A 1/4" drive socket is the least expensive and works in the tightest spaces, but the wrench handle is too short for heavy loads. For perspective, a 3/8" drive socket is 25 percent stronger than the 1/4" drive socket and a 1/2" drive socket is 21 percent stronger than a 3/8" drive.

Handle length is a good guide for wrench selection. Choose one long enough to provide the required leverage, but not so long that fasteners will break from overloading.

If a fastener can’t be turned with the handle size designed to be used with a particular socket, use a larger drive and socket. Hitting the handle with a hammer or using a cheater bar can overload the wrench.

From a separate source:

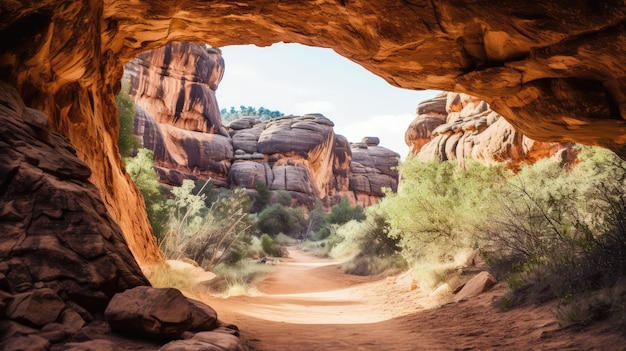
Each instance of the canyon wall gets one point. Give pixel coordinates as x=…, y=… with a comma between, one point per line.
x=454, y=126
x=554, y=70
x=177, y=116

Match the wrench to the fastener
The closer a wrench fits to the fastener, the less your chance of fastener damage. Newer wrench designs spread the load over a larger area of the fastener.

All sockets wear over time and will not fit the fastener as tightly as when they were new. Worn sockets should be replaced, especially when used on high-strength or 12-point fasteners.

Worn sockets are weaker and more likely to round the corners of fasteners. Discard the socket when you can see nut-end wear, if it feels sloppy on a fastener or if the socket’s drive square is sloppy and mushrooming around the square drive.

If you must work on a worn fastener, a 6-point socket works better than a 12-point socket. Or, use an impact socket which is stronger than a hand socket. 

Freeing frozen fasteners
Apply penetrating oil and let it soak in. If the fastener is rusted, tap it with a hammer.

A larger drive with a longer handle may work, but do not use a larger drive handle than recommended because something will likely break; possibly even the user. Never use a cheater bar.

If these tactics don’t work, try an impact gun and impact socket. A slugging wrench, which is built to be hit with a hammer, is another possibility with larger sizes of frozen fasteners.

If you can’t remove a fastener with a socket or impact wrench, you may have to resort to breaking, burning, or grinding.

Published in the May/June 2002 issue of Contractor Tools and Supplies magazine.